“Constitutional Citizenship in the U.S. Territories”

This Lawfare essay by Irina Manta and Cassandra Burke Robertson discusses a pending cert petition that raises the issue of who exactly is entitled to birthright citizenship and offers the Court an opportunity to overrule the Insular Cases.

In the summer of 2021, the issue arose again in Fitisemanu v. United States. This time, a three-judge panel on the U.S. Court of Appeals for the Tenth Circuit issued three separate writings on the question, with two judges concluding that the Constitution did not extend citizenship to residents of the territories, and one concluding that it did. A cert petition is currently pending before the Supreme Court.

Will the Supreme Court grant cert in the Fitisemanu case? It is likely to. And it should. 

This problem is not going away. Citizenship is an issue of extreme importance to many American Samoans. And they deserve certainty about whether they are protected by the Constitution’s grant of birthright citizenship.

Also this constitutional question extends beyond American Samoa. Congress has already extended statutory citizenship to the other territories. But if citizenship is only a matter of “legislative grace,” then Congress could choose to retract it at will, in whole or in part. For example, many residents of Puerto Rico are questioning whether their citizenship is secure or whether only statehood can guarantee their status. Courts have so far not allowed residents to seek a declaratory judgment to determine their status, finding the claim to be unripe until Congress takes affirmative steps to limit the status of Puerto Ricans’ citizenship. Depending on the political winds, that could become a reality. 
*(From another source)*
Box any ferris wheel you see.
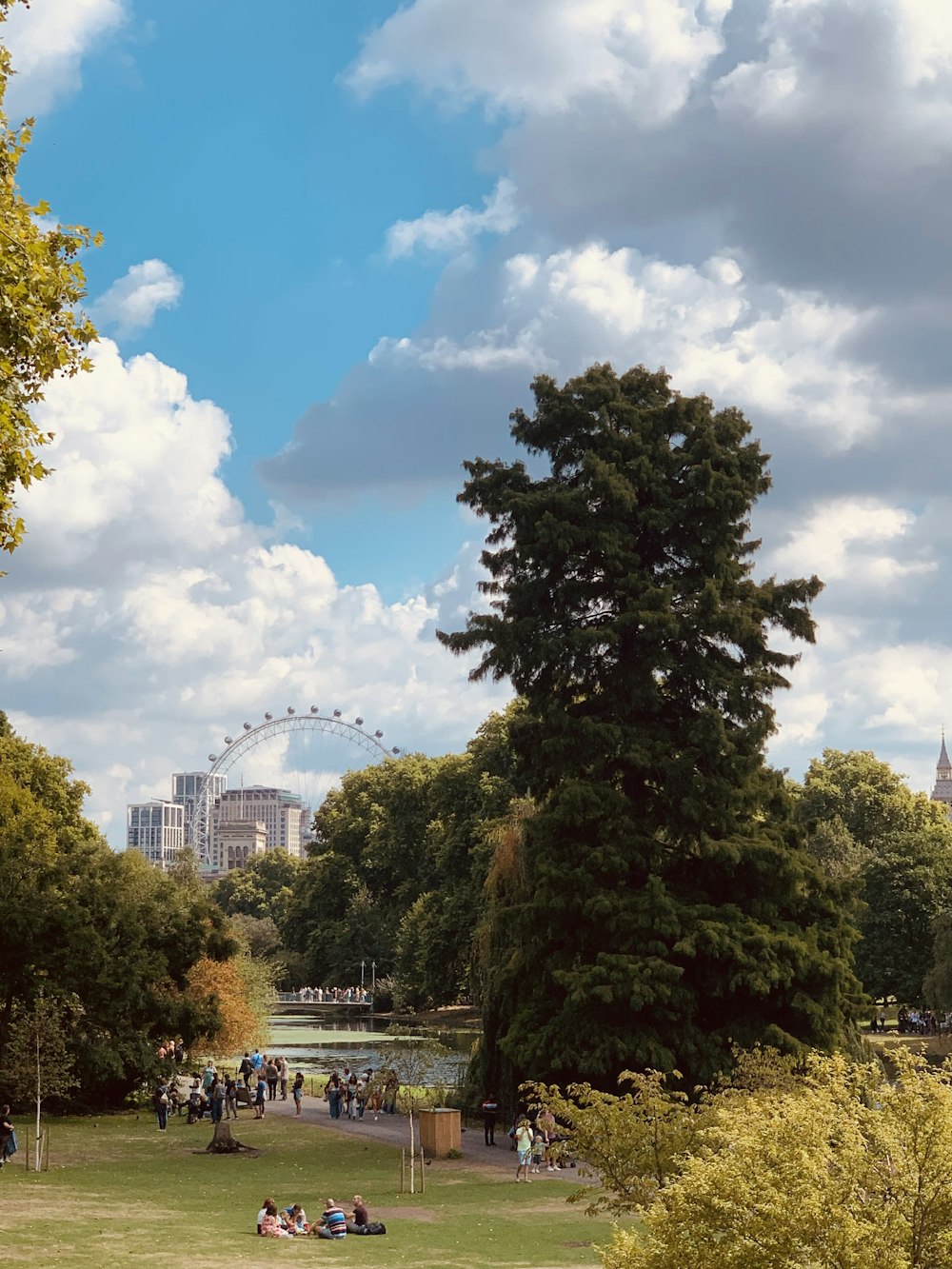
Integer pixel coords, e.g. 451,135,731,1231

Some of the justices have expressed an interest in reconsidering the Insular Cases with an eye toward overruling them. In a recent concurrence to United States v. Vaello Madero, Justice Neil Gorsuch called for the Insular Cases to be overturned. He explained that he joined the majority opinion upholding the government’s decision to exclude residents of Puerto Rico from full participation in the Supplemental Security Income program “[b]ecause no party asks us to overrule the Insular Cases to resolve today’s dispute.” However, he condemned the Insular Cases in strong terms, writing that “[t]he flaws in the Insular Cases are as fundamental as they are shameful” and that “they have no home in our Constitution or its original understanding.” Gorsuch concluded that “the time has come to recognize that the Insular Cases rest on a rotten foundation” and that he “hope[s] the day comes soon when the Court squarely overrules them.” Justice Clarence Thomas, in a separate concurrence, suggested that “the Fourteenth Amendment’s Citizenship Clause” might have offered a stronger argument against the government’s differential treatment of Puerto Rico and the states. Finally, Justice Sonia Sotomayor, writing separately in dissent, explicitly noted that she agreed with Gorsuch’s view that it “‘is past time to acknowledge the gravity’ of the error of the Insular Cases.” 

The cert petition in Fitisemanu offers the Court that chance.